Les multiples de valorisation d’entreprise comptent parmi les outils les plus utilisés par les praticiens de la valorisation. Ils permettent d’estimer rapidement la valeur d’une société à partir de références comparables. Mais tous les multiples ne se valent pas, et leur pertinence dépend largement de la taille de l’entreprise étudiée. Pour un panorama complet des indicateurs et de leur calcul, vous pouvez consulter le détail des méthodes de valorisation d’une entreprise.
Le principe des multiples de valorisation selon le guide de Bercy
Le guide de Bercy, publié par l’administration fiscale, distingue plusieurs sources de multiples utilisables pour la valorisation des titres de sociétés. Chacune répond à une logique différente et suppose des précautions d’usage propres.
Les transactions internes antérieures
La première source consiste à examiner les transactions déjà réalisées sur les titres de la société elle-même. Lorsqu’une cession ancienne existe, le praticien de la valorisation peut en déduire le multiple implicite alors observé. Ce multiple s’applique ensuite aux agrégats financiers actuels de l’entreprise. Toutefois, cette approche présente une limite : un multiple historique ne reflète pas toujours l’évolution récente des marchés.
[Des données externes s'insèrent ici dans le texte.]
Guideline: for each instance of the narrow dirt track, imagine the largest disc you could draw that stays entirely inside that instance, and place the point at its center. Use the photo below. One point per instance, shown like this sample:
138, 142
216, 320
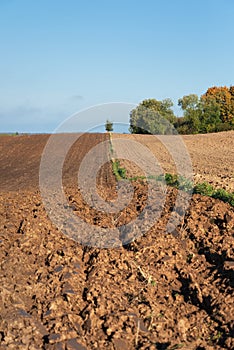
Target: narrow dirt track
162, 291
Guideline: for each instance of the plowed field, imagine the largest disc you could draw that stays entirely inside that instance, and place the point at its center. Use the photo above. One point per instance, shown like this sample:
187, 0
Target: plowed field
161, 291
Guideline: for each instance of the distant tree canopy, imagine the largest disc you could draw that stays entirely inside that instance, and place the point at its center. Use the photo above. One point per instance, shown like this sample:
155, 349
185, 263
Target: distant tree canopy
212, 112
109, 126
152, 117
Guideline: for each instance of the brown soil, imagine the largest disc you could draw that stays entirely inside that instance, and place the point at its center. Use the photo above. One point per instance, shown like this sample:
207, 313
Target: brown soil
211, 154
162, 291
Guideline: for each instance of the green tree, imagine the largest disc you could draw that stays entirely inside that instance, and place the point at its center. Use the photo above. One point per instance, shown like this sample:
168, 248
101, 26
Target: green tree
109, 126
153, 117
191, 107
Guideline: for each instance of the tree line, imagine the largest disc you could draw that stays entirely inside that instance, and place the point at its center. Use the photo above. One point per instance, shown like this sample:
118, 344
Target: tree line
211, 112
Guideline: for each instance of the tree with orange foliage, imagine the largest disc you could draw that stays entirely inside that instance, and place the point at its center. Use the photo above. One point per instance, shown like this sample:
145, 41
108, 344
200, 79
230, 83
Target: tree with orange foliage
224, 98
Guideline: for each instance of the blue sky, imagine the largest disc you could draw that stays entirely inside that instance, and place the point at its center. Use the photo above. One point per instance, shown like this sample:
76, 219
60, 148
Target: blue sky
59, 57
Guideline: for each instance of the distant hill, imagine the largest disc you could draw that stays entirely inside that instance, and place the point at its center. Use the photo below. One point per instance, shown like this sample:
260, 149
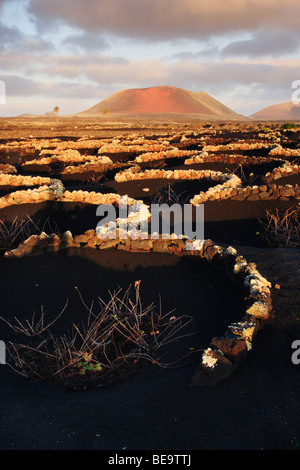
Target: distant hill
162, 100
279, 112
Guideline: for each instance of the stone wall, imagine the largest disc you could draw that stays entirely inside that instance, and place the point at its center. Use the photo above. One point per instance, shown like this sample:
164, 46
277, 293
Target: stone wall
224, 354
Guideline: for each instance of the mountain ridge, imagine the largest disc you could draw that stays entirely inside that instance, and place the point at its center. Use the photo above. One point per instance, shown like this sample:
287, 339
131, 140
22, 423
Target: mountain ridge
162, 100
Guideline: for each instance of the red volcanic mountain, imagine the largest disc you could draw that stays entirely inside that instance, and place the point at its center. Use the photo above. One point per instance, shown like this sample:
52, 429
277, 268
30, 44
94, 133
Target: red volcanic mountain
279, 112
162, 100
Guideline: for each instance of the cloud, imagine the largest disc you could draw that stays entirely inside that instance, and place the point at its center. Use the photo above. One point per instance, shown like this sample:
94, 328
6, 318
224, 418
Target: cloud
10, 36
21, 86
86, 42
264, 43
168, 19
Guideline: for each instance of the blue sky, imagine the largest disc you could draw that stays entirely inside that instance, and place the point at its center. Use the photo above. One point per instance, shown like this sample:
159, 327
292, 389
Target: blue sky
74, 53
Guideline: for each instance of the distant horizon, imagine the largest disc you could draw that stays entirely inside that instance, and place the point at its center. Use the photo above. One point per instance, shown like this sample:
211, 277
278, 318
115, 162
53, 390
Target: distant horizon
244, 54
44, 114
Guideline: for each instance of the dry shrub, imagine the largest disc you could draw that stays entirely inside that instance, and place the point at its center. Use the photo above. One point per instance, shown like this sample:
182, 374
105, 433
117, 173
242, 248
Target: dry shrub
282, 229
15, 232
111, 345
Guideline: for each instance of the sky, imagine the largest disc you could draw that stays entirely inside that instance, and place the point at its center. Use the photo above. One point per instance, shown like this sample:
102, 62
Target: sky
75, 53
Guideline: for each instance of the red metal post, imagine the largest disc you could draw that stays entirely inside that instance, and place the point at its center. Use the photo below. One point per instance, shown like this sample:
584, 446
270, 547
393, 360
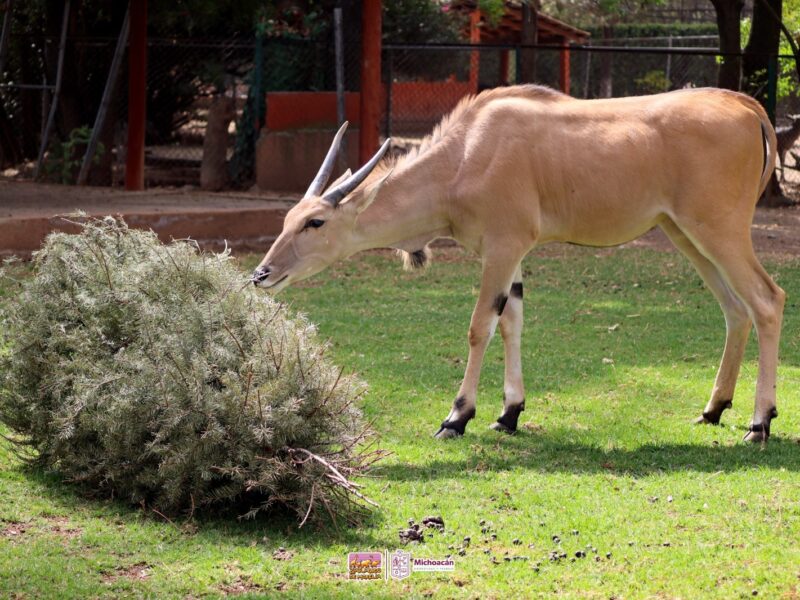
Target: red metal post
504, 63
474, 57
370, 112
563, 75
137, 95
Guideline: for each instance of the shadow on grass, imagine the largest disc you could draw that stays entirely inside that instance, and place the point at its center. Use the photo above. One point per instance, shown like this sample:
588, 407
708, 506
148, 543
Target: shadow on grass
279, 526
556, 453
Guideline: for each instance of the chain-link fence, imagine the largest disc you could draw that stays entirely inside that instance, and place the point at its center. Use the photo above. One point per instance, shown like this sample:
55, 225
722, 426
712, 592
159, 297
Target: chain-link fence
188, 77
425, 82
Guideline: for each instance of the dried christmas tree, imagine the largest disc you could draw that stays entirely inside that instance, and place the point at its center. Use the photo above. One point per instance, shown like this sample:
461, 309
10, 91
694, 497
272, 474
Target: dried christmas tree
156, 373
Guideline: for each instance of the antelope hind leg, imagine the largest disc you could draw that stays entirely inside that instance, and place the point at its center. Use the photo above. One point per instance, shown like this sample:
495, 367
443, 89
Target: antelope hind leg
513, 389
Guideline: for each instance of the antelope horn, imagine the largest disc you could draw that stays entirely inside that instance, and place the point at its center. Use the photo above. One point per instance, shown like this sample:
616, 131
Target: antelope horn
335, 195
326, 169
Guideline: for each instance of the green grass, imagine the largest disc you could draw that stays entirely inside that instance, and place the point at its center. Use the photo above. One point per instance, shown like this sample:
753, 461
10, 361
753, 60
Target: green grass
604, 449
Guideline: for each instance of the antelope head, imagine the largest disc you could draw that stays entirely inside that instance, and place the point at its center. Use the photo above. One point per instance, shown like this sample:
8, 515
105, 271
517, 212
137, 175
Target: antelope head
320, 229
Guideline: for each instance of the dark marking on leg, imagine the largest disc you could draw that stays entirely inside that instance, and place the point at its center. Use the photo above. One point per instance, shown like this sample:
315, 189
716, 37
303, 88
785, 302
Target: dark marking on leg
713, 416
510, 416
418, 259
500, 303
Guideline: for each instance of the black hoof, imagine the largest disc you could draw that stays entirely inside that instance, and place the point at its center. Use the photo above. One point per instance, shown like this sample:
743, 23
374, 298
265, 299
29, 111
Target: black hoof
712, 417
759, 432
445, 433
507, 423
456, 427
498, 426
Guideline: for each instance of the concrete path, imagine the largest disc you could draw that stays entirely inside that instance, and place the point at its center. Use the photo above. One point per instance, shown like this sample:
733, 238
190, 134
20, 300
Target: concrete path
246, 221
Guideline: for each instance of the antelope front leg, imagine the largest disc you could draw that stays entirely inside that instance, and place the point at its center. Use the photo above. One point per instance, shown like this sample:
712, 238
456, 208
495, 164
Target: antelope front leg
495, 289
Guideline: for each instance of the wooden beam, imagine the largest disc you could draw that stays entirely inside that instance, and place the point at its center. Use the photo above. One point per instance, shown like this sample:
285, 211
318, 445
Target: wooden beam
137, 95
370, 111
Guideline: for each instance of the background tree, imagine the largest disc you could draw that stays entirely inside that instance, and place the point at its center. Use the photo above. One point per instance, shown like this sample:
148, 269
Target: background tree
729, 15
Par conséquent, il doit être manié avec prudence, notamment lorsque la transaction date de plusieurs années.
Les transactions externes comparables
Une deuxième approche repose sur l’observation de cessions réalisées sur des sociétés non cotées jugées comparables. Le secteur d’activité, la zone géographique, la taille et la date de la transaction constituent les principaux critères de sélection. En pratique, cette méthode se heurte souvent à un obstacle. Les données de cession sont rarement publiées, ce qui rend l’accès à une base fiable difficile pour le praticien isolé. Ainsi, le recours à une base de données spécialisée devient rapidement indispensable pour fiabiliser l’exercice.
Les comparables boursiers
Enfin, la troisième approche consiste à s’appuyer sur les multiples observés sur un échantillon de sociétés cotées en bourse. Cette méthode séduit par la disponibilité des données financières publiques. Le secteur d’activité, le périmètre géographique et la taille des sociétés cotées doivent néanmoins rester cohérents avec ceux de l’entreprise valorisée.
Pourquoi les multiples boursiers sont peu adaptés aux TPE/PME
C’est justement là que le bât blesse pour les petites structures. Appliquer des multiples de sociétés cotées à une TPE ou une PME est une pratique peu pertinente, voire trompeuse. En effet, les grandes entreprises cotées bénéficient d’une liquidité et d’une taille bien supérieures. Leur diversification n’a rien de comparable avec celle d’une société artisanale ou d’une PME familiale.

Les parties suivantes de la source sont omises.